Monday, 25 February 2013

Design Practice 2 // The Berserkers

The Berserkers seemed to be one of the most infamous warriors that the Vikings produced, it is a name that has kept on cropping up when I have been doing this research. They were a certain group of Viking Warriors who were known best for taking hallucinogenics or being extremely drunk before they battled but they wore no armour and set fear into their opponents by fighting with such anger and fury

Research Source By Stephen Harris - http://stephen-harris.hubpages.com/hub/Berserkers-in-Viking-Society

Berserkers in Viking Society

Going Berserk

Berserkers were fearsome Viking warriors who fought friend and foe whilst in a heightened state of uncontrollable fury – a form of madness known as bärsärkar-gång (going berserk).
They are first heard of in the 9th century poem Raven Song which tells of 'men wearing wolf skins' (Ulfheðnar) who were soldiers in the service of king Harald Fairhair. 1
There are two disputed origins for the name:
  • They wore a bear skin coat – Old Norse ber (bear) and serkr (coat)
  • They fought bare chested - berr (bare) and serkr (shirt)
There has been speculation that the mad fury of the berserker was induced by mind-altering magic mushrooms - such as the fly agaric 2. Perhaps more plausibly it was brought on by binge-drinking 3.
Supposedly no weapons could harm them.
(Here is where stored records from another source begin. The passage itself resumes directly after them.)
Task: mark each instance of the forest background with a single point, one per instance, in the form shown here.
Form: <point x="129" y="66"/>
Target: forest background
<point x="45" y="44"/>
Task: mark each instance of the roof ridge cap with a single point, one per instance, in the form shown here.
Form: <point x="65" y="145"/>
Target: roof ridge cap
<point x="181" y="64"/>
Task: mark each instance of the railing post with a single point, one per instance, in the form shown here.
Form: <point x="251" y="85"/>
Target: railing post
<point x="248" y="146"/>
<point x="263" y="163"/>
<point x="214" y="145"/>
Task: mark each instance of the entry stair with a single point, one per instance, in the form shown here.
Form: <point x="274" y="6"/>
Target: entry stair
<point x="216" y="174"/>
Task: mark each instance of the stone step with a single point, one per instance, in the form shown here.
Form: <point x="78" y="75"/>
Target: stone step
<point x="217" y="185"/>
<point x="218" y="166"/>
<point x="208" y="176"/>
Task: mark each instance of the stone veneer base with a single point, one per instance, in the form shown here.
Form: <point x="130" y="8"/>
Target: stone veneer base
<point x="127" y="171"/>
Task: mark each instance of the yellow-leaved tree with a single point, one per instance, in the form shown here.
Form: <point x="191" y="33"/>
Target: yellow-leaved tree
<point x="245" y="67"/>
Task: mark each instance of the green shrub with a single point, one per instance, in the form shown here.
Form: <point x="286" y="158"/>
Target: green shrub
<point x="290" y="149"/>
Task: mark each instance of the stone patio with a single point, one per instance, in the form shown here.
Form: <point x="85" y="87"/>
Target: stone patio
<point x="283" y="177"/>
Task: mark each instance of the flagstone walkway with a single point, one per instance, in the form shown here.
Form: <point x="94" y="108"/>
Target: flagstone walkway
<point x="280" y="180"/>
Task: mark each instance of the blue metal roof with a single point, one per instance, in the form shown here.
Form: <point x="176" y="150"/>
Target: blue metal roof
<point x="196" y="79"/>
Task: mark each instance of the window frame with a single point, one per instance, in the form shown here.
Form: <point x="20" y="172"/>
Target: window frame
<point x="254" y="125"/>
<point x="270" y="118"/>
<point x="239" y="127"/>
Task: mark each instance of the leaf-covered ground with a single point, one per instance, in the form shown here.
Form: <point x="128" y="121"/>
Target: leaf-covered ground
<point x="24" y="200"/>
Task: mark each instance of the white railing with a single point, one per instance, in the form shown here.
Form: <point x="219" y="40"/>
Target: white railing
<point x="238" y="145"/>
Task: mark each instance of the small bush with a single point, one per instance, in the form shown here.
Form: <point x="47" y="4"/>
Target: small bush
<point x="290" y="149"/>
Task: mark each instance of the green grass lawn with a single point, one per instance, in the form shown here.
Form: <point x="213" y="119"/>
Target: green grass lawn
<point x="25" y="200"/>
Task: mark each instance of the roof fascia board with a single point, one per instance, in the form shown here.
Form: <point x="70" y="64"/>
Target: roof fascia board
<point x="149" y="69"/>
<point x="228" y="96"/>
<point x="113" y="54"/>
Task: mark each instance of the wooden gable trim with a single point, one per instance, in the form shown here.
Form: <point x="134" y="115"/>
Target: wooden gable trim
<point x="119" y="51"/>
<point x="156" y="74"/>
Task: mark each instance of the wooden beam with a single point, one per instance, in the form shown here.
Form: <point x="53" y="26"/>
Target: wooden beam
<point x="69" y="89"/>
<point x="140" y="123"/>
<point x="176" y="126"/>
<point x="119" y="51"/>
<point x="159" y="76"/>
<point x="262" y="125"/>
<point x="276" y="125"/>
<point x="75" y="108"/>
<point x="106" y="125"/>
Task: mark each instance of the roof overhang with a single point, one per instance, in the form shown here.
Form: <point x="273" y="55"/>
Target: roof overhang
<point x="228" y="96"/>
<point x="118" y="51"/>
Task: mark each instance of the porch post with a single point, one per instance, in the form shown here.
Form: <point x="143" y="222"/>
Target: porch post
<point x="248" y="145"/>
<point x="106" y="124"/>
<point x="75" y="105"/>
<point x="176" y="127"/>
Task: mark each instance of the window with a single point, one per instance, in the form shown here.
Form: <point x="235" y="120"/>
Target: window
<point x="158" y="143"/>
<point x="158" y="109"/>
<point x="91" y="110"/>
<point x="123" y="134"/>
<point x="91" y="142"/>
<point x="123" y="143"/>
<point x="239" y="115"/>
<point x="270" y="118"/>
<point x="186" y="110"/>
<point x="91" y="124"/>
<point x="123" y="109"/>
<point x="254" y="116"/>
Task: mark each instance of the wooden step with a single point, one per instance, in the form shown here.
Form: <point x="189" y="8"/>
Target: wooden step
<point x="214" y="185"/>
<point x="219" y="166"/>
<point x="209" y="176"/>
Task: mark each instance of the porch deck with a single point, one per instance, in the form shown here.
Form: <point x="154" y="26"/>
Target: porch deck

An understandable exagerration - no doubt a berserker in a heightened state of fury would be oblivious of any wounds until the battle was over.
Berserkers worshipped the Scandinavian war-god Odin and like him were reputed to be shape-shifters. Ulfr, a former berserker, was known as Kveld-Ulfr (Evening Wolf) – by day he would grow ever more bad-tempered and at night become a werewolf 4.
Berserkers in the throes of their berserkergang could attain the ferocity and strength of a bear, hence the name element ‘Bjorn’ attributed to so many of them.
Once the effects of berserkergang had worn off the berserker would lose all his strength and be vulnerable to capture or assassination.
Though some Viking kings had berserkers in their army they were generally regarded as brutish, stupid and dangerous to know. They had a tendency to wreak havoc upon their own folk: gang-rape and pillage being their favourite recreation.
It was their unfair exploitation of the practice of hólmganga that led to their downfall.
The upper classes of the day were not amused that a fit, young, fearless berserker could challenge them to a duel to which they must respond in person, or with a champion and, after an inevitable defeat, watch said young berserker legally carry away one’s wealth, wife, daughters and nubile maidservants.
In 1015 King Erik of Norway outlawed the berserkers.

Beorn

Beorn is the Old English word for bear and is related to the Swedish Björn and Norwegian Bjørn. These words evolved into meaning ‘man’, ‘freeman’, ‘nobleman’ and finally ‘baron’.
In JRR Tolkein’s Hobbit Beorn was a “skin-shifter” who could take on the appearance of a black bear.
The extinct Cretaceous tardigrade Beorn leggi was named after Tolkein’s Beorn and its discoverer William Legg. Tardigrades are minute aquatic creatures known as ‘water-bears’.